Bab Dua Puluh Empat: Pertempuran Asal Usul

Tiran di Akhir Zaman Putra Terkutuk Kaisar Timur 5565kata 2026-03-04 20:16:53

Setelah mendengar kata-kata Zui, Qin Luo tak bisa menahan diri untuk merasa ragu. Ia tentu sadar bahwa pemikirannya sendiri sebenarnya keliru. Baik Mao Liang, Feng Kang, maupun gadis-gadis yang ia sayangi, tidak mungkin akan setuju dengan pemikirannya itu. Semua ini hanya karena ia merasa dirinya tidak cukup baik, berpikir bahwa tanpa kehadirannya, segalanya akan berubah total dan semua orang bisa memperoleh kebahagiaan sejati. Ia menganggap kehadirannya justru membuat semua orang menjadi tidak bahagia.

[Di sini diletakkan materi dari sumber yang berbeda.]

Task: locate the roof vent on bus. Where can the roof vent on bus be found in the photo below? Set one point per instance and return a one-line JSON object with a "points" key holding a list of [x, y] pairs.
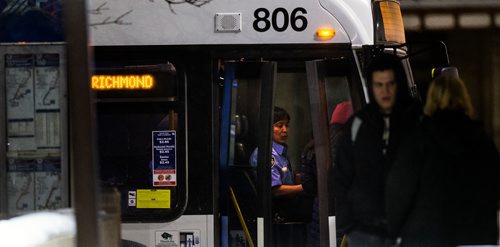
{"points": [[227, 22]]}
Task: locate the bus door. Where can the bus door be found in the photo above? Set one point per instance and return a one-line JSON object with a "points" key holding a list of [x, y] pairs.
{"points": [[335, 91], [247, 109], [141, 137]]}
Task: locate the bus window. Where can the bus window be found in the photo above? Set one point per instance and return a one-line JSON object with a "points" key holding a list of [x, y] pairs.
{"points": [[141, 133]]}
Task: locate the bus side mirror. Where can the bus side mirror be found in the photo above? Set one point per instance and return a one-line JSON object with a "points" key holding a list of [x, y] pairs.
{"points": [[450, 71]]}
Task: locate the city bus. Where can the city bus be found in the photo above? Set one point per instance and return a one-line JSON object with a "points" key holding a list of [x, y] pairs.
{"points": [[182, 92]]}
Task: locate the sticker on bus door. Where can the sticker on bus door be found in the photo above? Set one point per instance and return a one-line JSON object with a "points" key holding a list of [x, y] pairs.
{"points": [[164, 158]]}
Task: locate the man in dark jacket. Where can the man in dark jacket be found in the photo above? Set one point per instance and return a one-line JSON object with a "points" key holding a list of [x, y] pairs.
{"points": [[365, 153], [444, 187]]}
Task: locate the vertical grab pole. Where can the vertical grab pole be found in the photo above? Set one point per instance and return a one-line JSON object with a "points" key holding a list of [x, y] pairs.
{"points": [[81, 118], [318, 106], [268, 78], [229, 76]]}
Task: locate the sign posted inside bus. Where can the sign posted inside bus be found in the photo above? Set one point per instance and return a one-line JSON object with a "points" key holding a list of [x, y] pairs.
{"points": [[164, 158]]}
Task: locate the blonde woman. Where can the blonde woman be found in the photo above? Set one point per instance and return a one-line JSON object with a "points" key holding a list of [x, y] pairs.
{"points": [[444, 187]]}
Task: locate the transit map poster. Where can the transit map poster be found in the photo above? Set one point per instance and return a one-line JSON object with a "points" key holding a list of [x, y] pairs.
{"points": [[164, 158]]}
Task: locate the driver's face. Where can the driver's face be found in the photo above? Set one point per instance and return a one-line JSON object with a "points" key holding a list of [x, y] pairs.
{"points": [[280, 131]]}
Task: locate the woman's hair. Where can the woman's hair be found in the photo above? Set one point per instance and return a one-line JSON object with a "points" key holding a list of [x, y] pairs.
{"points": [[448, 92]]}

Qin Luo ragu dan berkata, "Mungkin... aku salah lagi. Aku selalu egois, merasa bahwa segalanya bisa berjalan sesuai kehendakku, maka semua akan bahagia. Tapi, hasil yang terjadi sekarang belum tentu adalah yang terburuk, karena tidak ada yang menyesal atau bersedih atas keadaan ini..."

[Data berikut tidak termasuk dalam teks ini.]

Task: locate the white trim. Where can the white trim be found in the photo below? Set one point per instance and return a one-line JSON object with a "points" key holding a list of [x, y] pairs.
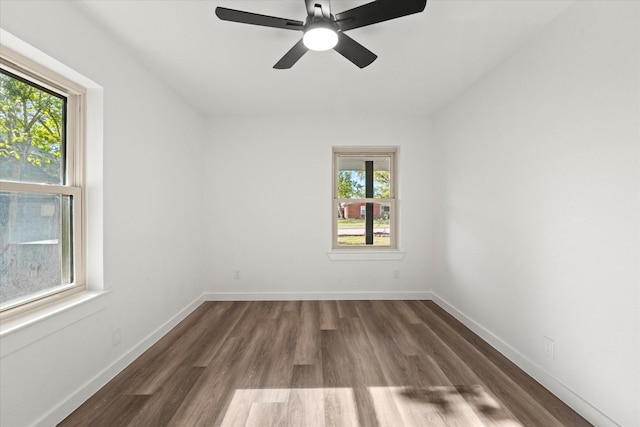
{"points": [[46, 320], [547, 380], [85, 98], [361, 255], [317, 296], [72, 402]]}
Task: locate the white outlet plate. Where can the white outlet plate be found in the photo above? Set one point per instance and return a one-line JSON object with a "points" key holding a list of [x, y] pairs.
{"points": [[116, 336], [549, 347]]}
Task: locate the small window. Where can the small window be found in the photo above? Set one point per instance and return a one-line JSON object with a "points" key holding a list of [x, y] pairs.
{"points": [[364, 204], [40, 186]]}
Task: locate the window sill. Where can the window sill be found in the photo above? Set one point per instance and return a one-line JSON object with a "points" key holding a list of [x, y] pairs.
{"points": [[47, 320], [372, 255]]}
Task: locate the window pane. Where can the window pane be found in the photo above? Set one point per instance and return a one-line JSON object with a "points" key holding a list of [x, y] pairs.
{"points": [[35, 245], [352, 173], [32, 128], [352, 224]]}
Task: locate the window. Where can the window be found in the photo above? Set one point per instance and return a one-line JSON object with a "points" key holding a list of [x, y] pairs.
{"points": [[364, 203], [41, 206]]}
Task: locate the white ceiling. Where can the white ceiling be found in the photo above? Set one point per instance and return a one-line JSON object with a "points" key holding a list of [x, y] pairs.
{"points": [[220, 67]]}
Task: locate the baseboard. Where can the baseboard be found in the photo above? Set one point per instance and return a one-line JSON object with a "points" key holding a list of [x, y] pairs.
{"points": [[551, 383], [316, 296], [71, 403]]}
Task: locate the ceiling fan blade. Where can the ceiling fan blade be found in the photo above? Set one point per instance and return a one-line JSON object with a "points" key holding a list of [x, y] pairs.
{"points": [[354, 51], [256, 19], [324, 4], [378, 11], [291, 57]]}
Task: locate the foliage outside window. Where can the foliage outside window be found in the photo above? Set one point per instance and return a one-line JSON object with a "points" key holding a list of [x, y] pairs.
{"points": [[364, 204], [40, 193]]}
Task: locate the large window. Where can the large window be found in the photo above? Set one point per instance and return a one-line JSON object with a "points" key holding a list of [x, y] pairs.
{"points": [[364, 200], [41, 217]]}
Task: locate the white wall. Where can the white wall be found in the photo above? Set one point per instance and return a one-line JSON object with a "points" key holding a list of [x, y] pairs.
{"points": [[537, 207], [152, 223], [268, 207]]}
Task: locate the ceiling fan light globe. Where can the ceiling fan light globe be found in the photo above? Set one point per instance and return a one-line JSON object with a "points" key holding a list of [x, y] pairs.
{"points": [[320, 38]]}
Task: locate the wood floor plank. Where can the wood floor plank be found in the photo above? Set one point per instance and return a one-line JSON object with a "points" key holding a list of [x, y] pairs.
{"points": [[532, 387], [322, 363], [162, 405], [328, 315], [515, 398], [308, 341]]}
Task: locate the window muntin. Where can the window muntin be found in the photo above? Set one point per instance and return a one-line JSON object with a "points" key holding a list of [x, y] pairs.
{"points": [[40, 193], [364, 205]]}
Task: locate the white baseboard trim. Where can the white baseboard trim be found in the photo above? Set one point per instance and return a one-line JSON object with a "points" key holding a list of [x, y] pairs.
{"points": [[551, 383], [72, 402], [316, 296]]}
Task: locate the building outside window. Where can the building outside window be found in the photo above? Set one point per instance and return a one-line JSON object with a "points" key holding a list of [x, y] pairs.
{"points": [[364, 198]]}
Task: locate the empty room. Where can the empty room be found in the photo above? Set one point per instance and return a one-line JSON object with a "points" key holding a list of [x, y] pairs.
{"points": [[320, 213]]}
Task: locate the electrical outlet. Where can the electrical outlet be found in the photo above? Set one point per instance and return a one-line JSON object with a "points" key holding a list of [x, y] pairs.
{"points": [[116, 336], [549, 347]]}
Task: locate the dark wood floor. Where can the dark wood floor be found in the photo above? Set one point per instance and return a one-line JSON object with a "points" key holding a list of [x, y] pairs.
{"points": [[316, 363]]}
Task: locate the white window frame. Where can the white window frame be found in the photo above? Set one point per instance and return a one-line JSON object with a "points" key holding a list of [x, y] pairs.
{"points": [[76, 98], [392, 152]]}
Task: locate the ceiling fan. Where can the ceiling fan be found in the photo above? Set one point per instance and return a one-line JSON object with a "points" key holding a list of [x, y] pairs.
{"points": [[323, 30]]}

"Kau bisa memikirkan sampai sejauh itu, itu saja sudah hasil yang sangat baik," ujar Zui di sampingnya. "Qin Luo, kau selalu merasa bertanggung jawab dan ingin memikul segalanya sendiri, ingin menanggung semua beban di pundakmu! Tapi pernahkah kau pikir, dengan begitu kau telah merampas kehendak orang lain? Jangan lagi memikul beban yang terlalu berat. Kau bisa sampai sejauh ini, selain karena kami yang mengatur takdirmu, juga karena keputusanmu sendiri! Jika dulu saat menghadapi musuh, yang kau pikirkan adalah ingin mati di tangan mereka, bukan mengalahkan dan membunuh mereka, apakah kau akan hidup sampai sekarang? Karena itu! Selama kau bisa berjalan sampai titik ini, jangan pernah menyesal!"

Mendengar nada menenangkan Zui, wajah Qin Luo tak kuasa menampakkan rasa terima kasih padanya.

"Inikah... pertama kalinya kau menunjukkan kepedulian seperti ini pada seekor semut kecil? Sampai begitu sabar membujuk pula!" Jian Xiaoyao menatap Zui dan berkata, "Tampaknya Qin Luo sebagai bidakmu memang punya posisi istimewa di matamu!"

"Haha! Jangan katakan hal yang bisa bikin orang salah paham! Aku selalu sangat lembut pada makhluk kecil yang lemah, terutama gadis-gadis muda nan cantik. Aku akan membawa mereka menikmati kebahagiaan tiada tara. Jiwa penuh cinta kasihku bukan sesuatu yang bisa kau cemarkan semudah itu!" Zui tertawa lepas, lalu berkata, "Jian Xiaoyao, sang putri kini sudah kami rebut, bukankah kau seharusnya lakukan apa yang dari tadi ingin kau lakukan?"

Ekspresi Jian Xiaoyao tetap datar saat bertanya, "Kau takkan menghalangiku?"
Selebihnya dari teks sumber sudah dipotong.